Joyce Sikakane


Joyce Nomafa Sikakane, later Sikakane-Rankin, is a South African journalist and activist. She was detained by the Apartheid South African government for 17 months for her anti-apartheid activism.

Biography

Early life and education

Sikakane was born in 1943 to Jonathan Sikakane and Amelia Nxumalo at the Bridgeman Memorial Maternity Hospital in Johannesburg, South Africa. She grew up in Soweto, the daughter of a lecturer at the University of the Witwatersrand. She attended Holy Cross Primary School until the African National Congress called for a boycott due to the Bantu Education Act and the school was closed. Her parents eventually separated and she started to attend the boarding school Inanda Seminary. She attended Orlando High School for a time after her mother gained custody but then returned to Inanda Seminary, from which she graduated in 1963. She did not want to enroll in any colleges in South Africa again due to the Bantu Education Act, instead she decided to become a journalist.
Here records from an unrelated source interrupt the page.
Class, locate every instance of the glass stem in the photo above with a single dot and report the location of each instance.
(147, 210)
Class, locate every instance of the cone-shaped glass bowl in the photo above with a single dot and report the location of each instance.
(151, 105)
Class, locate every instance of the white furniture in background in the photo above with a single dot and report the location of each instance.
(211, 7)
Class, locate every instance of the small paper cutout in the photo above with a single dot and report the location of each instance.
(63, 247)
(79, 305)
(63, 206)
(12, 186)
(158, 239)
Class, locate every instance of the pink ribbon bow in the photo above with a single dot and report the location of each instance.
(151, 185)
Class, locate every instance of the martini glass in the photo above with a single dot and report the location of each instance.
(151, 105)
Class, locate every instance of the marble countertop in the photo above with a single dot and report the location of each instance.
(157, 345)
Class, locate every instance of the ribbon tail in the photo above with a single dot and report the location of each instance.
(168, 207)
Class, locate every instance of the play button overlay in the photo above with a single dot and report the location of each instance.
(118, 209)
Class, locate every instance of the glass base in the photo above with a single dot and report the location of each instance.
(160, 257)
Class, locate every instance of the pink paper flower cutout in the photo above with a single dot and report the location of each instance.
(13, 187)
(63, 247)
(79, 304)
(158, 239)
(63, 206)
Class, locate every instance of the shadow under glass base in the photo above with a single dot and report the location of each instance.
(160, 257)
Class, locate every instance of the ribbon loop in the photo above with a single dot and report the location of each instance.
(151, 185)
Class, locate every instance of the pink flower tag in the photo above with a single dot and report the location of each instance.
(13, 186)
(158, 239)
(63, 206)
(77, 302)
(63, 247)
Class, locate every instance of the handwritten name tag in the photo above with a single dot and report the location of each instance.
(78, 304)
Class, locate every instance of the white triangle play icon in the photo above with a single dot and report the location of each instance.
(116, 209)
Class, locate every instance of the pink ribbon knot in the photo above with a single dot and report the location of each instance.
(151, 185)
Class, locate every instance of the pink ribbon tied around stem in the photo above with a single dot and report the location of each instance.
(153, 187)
She did later earn a Bachelor of Science Honors degree in the United Kingdom at Open University.

Career and activism

Sikakane began her career in 1960 at The World, a white run newspaper that catered to a black audience. In 1968, she left The World for The Rand Daily Mail, where she became the first black women to be hired by the newspaper. At the Rand, she started to focus her writing on the impact that apartheid had on the Africans of South Africa.
On 12t May 1969, Sikakane was detained by police under the Terrorism Act and taken to Pretoria Central Prison, where she was interrogated about the African National Congress. She was charged under the Suppression of Communism Act and stood trial on the 1st of December in 1969 along with 21 other activists. The charges were dropped on the 16th of February in 1970 but Sikakane and the other activists were re-detained shortly afterwards. After around 17 months of detainment in total, she was released in late 1970. She eventually left South Africa in 1973 and continued to work for the African National Congress while in exile.

Marriage

Around the same time she started at the Rand, Sikakane fell in love with a Scottish doctor, Ken Rankin, but as interracial marriages were illegal, they could not marry. After she left South Africa, Sikakane and Rankin married in 1974 and subsequently moved to Scotland.
Sikakane has five children:
In 1977, her autobiography A Window on Soweto was published in London by the International Defence and Aid Fund.
In 1994, she returned to South Africa, being employed by the South African Broadcasting Corporation until 2001.
On July 29 in 1997, she gave testimony before the Truth and Reconciliation Commission about her experiences under apartheid, including her treatment while she was in her months long detainment.
In 2008, an unsent letter addressed to Sikakane from Nelson Mandela was discovered by a Nelson Mandela Foundation archivist.

Other

Sikakane is among the writers featured in the anthology Daughters of Africa.